---
title: Notes on Using MPS (Metal Performance Shaders) with DJL's PyTorch Backend
tags: ["Java", "DJL", "Machine Learning", "PyTorch", "MPS"]
categories: ["Dev", "Java", "ai", "djl"]
date: 2023-10-31T08:10:27Z
updated: 2023-10-31T09:15:27Z
---

> ⚠️ This article was automatically translated by OpenAI (gpt-4o).
> It may be edited eventually, but please be aware that it may contain incorrect information at this time.

[DJL (Deep Java Library)](https://github.com/deepjavalibrary/djl) has supported [MPS](https://developer.apple.com/metal/pytorch/) since version 0.20.0.
I couldn't find any samples, so I decided to try it out and take some notes.

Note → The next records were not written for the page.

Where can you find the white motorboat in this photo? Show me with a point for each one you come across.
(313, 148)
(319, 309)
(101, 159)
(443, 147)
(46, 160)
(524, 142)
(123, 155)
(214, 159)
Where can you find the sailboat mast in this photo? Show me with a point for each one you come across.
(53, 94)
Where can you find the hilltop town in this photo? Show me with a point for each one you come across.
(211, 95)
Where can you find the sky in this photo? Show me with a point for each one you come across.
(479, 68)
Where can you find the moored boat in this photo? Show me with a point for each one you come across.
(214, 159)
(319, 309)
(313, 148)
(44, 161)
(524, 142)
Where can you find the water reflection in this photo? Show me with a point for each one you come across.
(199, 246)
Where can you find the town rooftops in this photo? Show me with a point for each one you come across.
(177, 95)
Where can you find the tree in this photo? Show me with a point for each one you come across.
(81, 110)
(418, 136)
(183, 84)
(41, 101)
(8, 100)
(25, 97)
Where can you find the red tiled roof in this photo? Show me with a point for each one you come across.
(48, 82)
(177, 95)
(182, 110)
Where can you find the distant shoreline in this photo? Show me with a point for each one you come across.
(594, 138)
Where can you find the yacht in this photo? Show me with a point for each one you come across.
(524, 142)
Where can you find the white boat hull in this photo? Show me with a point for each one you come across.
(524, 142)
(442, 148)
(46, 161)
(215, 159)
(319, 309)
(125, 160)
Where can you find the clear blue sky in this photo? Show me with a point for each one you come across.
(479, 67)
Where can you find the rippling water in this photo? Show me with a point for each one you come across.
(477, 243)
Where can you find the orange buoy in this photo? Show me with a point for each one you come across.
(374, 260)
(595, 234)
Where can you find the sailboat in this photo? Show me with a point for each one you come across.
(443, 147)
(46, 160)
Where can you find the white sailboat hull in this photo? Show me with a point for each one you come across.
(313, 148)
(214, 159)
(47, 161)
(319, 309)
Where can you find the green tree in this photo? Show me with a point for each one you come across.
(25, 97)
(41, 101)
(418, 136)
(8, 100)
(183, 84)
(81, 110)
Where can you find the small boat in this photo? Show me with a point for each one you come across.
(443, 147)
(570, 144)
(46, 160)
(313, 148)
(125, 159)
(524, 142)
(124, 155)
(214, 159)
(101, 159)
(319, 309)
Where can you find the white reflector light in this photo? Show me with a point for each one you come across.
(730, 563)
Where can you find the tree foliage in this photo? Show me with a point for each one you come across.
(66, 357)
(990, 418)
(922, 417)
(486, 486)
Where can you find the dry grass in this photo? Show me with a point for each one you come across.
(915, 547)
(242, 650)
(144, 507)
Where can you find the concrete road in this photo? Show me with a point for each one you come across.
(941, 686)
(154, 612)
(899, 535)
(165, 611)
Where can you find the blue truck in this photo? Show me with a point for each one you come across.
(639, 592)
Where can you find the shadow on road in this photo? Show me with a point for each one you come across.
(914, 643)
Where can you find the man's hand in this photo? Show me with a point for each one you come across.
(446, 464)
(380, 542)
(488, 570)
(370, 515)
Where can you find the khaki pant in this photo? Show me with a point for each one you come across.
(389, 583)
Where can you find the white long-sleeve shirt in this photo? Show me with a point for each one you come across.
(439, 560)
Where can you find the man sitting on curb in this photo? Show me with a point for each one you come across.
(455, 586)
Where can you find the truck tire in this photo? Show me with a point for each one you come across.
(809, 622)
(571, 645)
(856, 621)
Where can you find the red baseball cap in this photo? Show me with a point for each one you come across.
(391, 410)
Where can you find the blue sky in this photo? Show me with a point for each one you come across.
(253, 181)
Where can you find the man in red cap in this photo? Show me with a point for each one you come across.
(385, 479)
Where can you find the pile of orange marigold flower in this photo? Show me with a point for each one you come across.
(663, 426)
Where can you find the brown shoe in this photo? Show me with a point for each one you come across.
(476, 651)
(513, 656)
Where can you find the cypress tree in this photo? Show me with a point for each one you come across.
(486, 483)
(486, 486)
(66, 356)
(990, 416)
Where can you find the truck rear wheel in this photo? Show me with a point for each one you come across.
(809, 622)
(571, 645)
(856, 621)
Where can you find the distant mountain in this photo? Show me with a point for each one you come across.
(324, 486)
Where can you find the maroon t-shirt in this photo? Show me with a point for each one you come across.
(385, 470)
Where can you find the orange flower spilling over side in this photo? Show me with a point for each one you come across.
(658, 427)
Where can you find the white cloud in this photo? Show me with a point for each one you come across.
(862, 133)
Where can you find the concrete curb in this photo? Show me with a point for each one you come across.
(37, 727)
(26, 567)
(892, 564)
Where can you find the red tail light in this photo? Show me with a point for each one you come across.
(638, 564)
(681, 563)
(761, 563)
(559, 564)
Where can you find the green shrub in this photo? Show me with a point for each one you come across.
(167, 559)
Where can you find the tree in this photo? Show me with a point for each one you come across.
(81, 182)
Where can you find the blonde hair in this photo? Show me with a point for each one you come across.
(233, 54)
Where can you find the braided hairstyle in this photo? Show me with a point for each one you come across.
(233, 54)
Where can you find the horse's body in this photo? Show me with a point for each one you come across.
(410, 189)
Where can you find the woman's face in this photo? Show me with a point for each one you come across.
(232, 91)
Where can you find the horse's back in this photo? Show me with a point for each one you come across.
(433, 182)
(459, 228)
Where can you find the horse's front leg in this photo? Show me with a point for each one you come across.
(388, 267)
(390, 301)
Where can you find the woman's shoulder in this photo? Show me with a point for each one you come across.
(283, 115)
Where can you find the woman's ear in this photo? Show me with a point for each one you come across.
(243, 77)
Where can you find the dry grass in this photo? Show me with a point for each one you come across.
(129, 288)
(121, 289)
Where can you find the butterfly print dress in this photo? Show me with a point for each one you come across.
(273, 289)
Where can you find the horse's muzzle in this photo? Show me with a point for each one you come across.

The sample code is [here](https://github.com/making/hello-djl-pytorch). I tested it on an Apple M2 Pro, with 32 GB of memory, running macOS 13.5.2.

It seems you can create a `Device` instance with `Device.of("mps", 0)` as shown below:

```java
import ai.djl.Device;
import ai.djl.ndarray.NDArray;
import ai.djl.ndarray.NDManager;
import ai.djl.ndarray.types.Shape;

public class Main {
	public static void main(String[] args) {
		int dimension = 1024;
		Device device = Device.of("mps", 0);
		//Device device = Device.cpu();
		System.out.println(device.isGpu()); // false
		try (NDManager manager = NDManager.newBaseManager(device)) {
			NDArray array1 = manager.randomUniform(0, 1, new Shape(dimension, dimension));
			NDArray array2 = manager.randomUniform(0, 1, new Shape(dimension, dimension));
			NDArray result = array1.add(array2).mul(10).matMul(array1.transpose()).div(5);
			System.out.println(result);
		}
	}
}
```

Although MPS itself is not a GPU, using the MPS API allows the GPU to be utilized. Therefore, when you run code that uses MPS, the `% GPU` number in the Activity Monitor will be greater than 0.